I also realized why my chicken will never taste the way theirs tasted. For starters, there’s that 40-years-of-skill-and-care thing. And secondly, they used a little bit of bacon grease. That’s the over the top ingredient, and even I can’t go there. Wishful thinking, though.
But this is the season for fried chicken: Memorial Day, The Fourth, and Labor Day. I allow myself two small pieces at the family picnic. That carries me through the summer and honors the memories of my matriarchs. And those small servings are not going to sink me.
Here’s the best I can do:
8-10 medium sized chicken pieces. You can use all legs and thighs if you wish. If you want chicken breasts, you can buy the chicken breasts that have been halved (left and right sides of a whole breast). I half them again. Feel along the meaty side of the breast,
you’ll feel a line of demarcation. Cut down that line. You’ll have to work through a little bit of bone. But that is easy enough.

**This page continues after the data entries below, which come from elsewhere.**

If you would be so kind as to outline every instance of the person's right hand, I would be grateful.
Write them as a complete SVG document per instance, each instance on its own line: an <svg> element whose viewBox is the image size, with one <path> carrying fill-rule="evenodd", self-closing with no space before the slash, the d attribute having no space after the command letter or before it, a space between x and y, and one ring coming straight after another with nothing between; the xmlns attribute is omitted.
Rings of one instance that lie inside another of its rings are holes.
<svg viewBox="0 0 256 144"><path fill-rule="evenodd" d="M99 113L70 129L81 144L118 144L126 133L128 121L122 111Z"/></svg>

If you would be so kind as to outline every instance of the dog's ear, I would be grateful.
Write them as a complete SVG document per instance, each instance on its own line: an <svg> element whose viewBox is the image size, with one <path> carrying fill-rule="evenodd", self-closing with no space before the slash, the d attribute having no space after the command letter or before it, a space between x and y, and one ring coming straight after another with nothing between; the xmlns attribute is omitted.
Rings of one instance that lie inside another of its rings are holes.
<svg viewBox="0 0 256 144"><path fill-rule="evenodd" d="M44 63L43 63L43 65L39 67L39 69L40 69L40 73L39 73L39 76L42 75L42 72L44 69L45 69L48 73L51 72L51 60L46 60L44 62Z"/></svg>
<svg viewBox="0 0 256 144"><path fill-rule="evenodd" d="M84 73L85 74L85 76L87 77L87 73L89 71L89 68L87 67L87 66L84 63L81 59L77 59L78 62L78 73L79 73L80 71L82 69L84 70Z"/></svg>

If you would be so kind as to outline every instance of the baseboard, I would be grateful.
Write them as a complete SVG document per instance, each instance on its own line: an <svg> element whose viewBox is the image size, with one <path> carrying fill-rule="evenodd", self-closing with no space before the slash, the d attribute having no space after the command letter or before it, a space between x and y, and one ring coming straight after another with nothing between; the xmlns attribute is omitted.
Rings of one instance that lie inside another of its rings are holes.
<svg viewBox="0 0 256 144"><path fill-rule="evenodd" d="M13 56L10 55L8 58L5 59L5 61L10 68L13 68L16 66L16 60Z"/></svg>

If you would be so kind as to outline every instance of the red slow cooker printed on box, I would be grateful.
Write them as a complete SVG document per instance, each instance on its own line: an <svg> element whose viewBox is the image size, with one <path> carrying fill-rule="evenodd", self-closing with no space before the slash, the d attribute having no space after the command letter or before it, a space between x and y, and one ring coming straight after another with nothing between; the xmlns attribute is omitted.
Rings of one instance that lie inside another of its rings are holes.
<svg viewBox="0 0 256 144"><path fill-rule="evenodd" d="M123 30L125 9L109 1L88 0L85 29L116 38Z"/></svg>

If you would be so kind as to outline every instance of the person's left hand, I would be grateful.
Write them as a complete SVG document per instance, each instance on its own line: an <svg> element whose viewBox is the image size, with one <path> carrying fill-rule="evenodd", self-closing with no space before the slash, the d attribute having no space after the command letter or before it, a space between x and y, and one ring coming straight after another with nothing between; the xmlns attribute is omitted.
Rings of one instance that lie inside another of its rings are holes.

Soak the chicken for at least an hour to over night in buttermilk. A pint should do it. I actually prefer the shorter soaking time; I like the flavor and the texture better.
You’ll need white Crisco for this. Veggie oil just doesn’t do it. You won’t get the crispness. Heat enough shortening to fill a cast iron skillet to about half an inch. When you put a little bit of flour or water in the oil and it sizzles, it’s ready.
Make a flour concoction. White flour, salt and pepper are the basics. You can add things like Rosemary or Oregano, hot pepper flakes, garlic, whatever you like.
Run a fork through the flour, mixing all of the ingredients. Pull the chicken out of the buttermilk and dredge them in the flour a piece at a time. You’ll get a great crust on the chicken if you do this one. You get a glorious crust if you do it twice. Buttermilk then flour; buttermilk then flour.
Slide the pieces into the oil, being careful not to crowd the pieces. Watch the chicken carefully. Oil + absence = disaster. When it starts to brown, turn it over. I turn the chicken 3-4 times in about 40 minutes. Pull the chicken out of the oil when it is BG & D.
Golden brown and delicious, the chefs say. Let it drain and cool on cake racks. Although you might not be able wait, it’s best if it’s cooled for about 2 hours. The crust magically develops as the chicken cools. If you want it warm, you can do that in the oven for a few minutes.
Serving suggestions: You need a backyard with old trees, 20-30 cousins, aunt and uncles, moms and dads, grandma and grandpas, red checkered table cloths, folding chairs, Aunt Bernice’s’ potato salad, watermelon, and cold beer.